Aid agency launches latest initiative to tackle diseases in the developing world

Public health experts estimate that just 10% of worldwide funding of pharmaceutical research goes into infectious diseases that affect the world's poor people. Of the 1,450 new drugs introduced in the global market since the 1970s, just 13 were specifically designed to treat neglected diseases. With help from the drugs industry the new initiative will exploit existing but fragmented research capabilities in developing countries and complement these with additional expertise, to function as a "virtual drug development organisation."

The quest for drugs to fight the world's most neglected tropical infectious diseases gained fresh momentum with the formal launch of the "drugs for neglected diseases" initiative this week.

Médecins Sans Frontières has teamed up with five international public organisations to promote affordable and effective drugs against leishmaniasis, human African trypanosomiasis, and Chagas' disease, among other infections that affect millions of people across Asia, Africa, and Latin America.

"Existing drugs for such diseases are too expensive, too toxic, or just do not exist," said Bernard Pecoul, director of Médecins Sans Frontières's campaign for essential medicine, in New Delhi last week.

The charity has pledged $25m (£15m; _22m) for the initiative until 2008. It will also seek funding from governments, private donors, and drug companies to raise $255m over the next 12 years. "We cannot rely on market forces to deliver new drugs for neglected diseases," said Dr Pecoul.

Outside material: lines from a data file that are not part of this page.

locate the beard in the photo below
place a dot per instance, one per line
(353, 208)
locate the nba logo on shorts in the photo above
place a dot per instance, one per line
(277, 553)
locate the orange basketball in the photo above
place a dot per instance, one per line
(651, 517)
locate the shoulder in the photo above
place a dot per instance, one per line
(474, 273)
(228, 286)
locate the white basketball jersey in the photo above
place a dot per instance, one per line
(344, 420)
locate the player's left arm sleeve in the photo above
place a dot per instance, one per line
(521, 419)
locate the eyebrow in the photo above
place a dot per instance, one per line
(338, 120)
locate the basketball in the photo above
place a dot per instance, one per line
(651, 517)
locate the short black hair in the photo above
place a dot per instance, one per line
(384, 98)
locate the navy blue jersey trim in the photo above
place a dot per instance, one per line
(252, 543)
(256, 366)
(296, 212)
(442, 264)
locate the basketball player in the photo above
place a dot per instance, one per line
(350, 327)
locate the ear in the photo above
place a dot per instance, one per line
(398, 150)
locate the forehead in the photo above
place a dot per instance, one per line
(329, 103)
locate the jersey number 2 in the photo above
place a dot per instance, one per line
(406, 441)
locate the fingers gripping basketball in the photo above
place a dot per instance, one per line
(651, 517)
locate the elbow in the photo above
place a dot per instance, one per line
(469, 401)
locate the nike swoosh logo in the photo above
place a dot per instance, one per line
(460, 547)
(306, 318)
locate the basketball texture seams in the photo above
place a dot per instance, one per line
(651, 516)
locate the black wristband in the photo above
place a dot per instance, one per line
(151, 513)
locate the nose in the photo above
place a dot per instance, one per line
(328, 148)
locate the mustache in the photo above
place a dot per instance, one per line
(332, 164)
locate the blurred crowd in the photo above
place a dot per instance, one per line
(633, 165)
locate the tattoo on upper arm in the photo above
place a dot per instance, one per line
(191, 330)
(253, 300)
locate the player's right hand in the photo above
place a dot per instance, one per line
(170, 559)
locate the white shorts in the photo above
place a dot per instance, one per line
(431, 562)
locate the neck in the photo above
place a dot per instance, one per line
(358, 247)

Public health experts estimate that just 10% of worldwide funding of pharmaceutical research goes into infectious diseases that affect the world's poor people. Of the 1,450 new drugs introduced in the global market since the 1970s, just 13 were specifically designed to treat neglected diseases. With help from the drugs industry the new initiative will exploit existing but fragmented research capabilities in developing countries and complement these with additional expertise, to function as a "virtual drug development organisation."

"Candidate drugs to combat neglected diseases might be sitting on the shelves of drug companies," said Dr Nirmal Kumar Ganguly, director general of the Indian Council of Medical Research, a partner in the initiative. He said clinical trials have shown that miltefosine and paromomycin—drugs developed by Western drug companies—work against leishmaniasis.

"One of our goals is to reduce the costs of these two drugs and move them into other countries," Dr Ganguly said.

Leishmaniasis, which is spread by the bite of a sandfly, affects more than 12 million people in Bangladesh, Brazil, India, Nepal, and Sudan. The initiative will also seek drugs for human African trypanosomiasis, or sleeping sickness, which affects 500,000 people across 36 African countries, and Chagas' disease, which affects an estimated 16 million people in Latin America. The initiative also plans to introduce two fixed dose combinations for chloroquine resistant malaria within the next three to six years.

"Some neglected diseases have no drugs at all," said Dr Pecoul. Buruli ulcer, for instance, which is endemic in 32 countries in Africa, Asia, Latin America, and the western Pacific, is the most common mycobacterial infection after tuberculosis and leprosy. But the only treatment is surgical excision, which requires hospitalisation and is expensive.

The initiative has set a target of making available six to eight drugs for a range of neglected diseases over the next decade. "We believe large drug companies have the potential to absorb the costs of their participation," said Dr Robert Ridley, coordinator for product research and development division at the World Health Organization.

The other partners in the initiative are the Institut Pasteur, the Kenya Medical Research Institute, the Oswaldo Cruz Foundation, and the Malaysian Ministry of Health.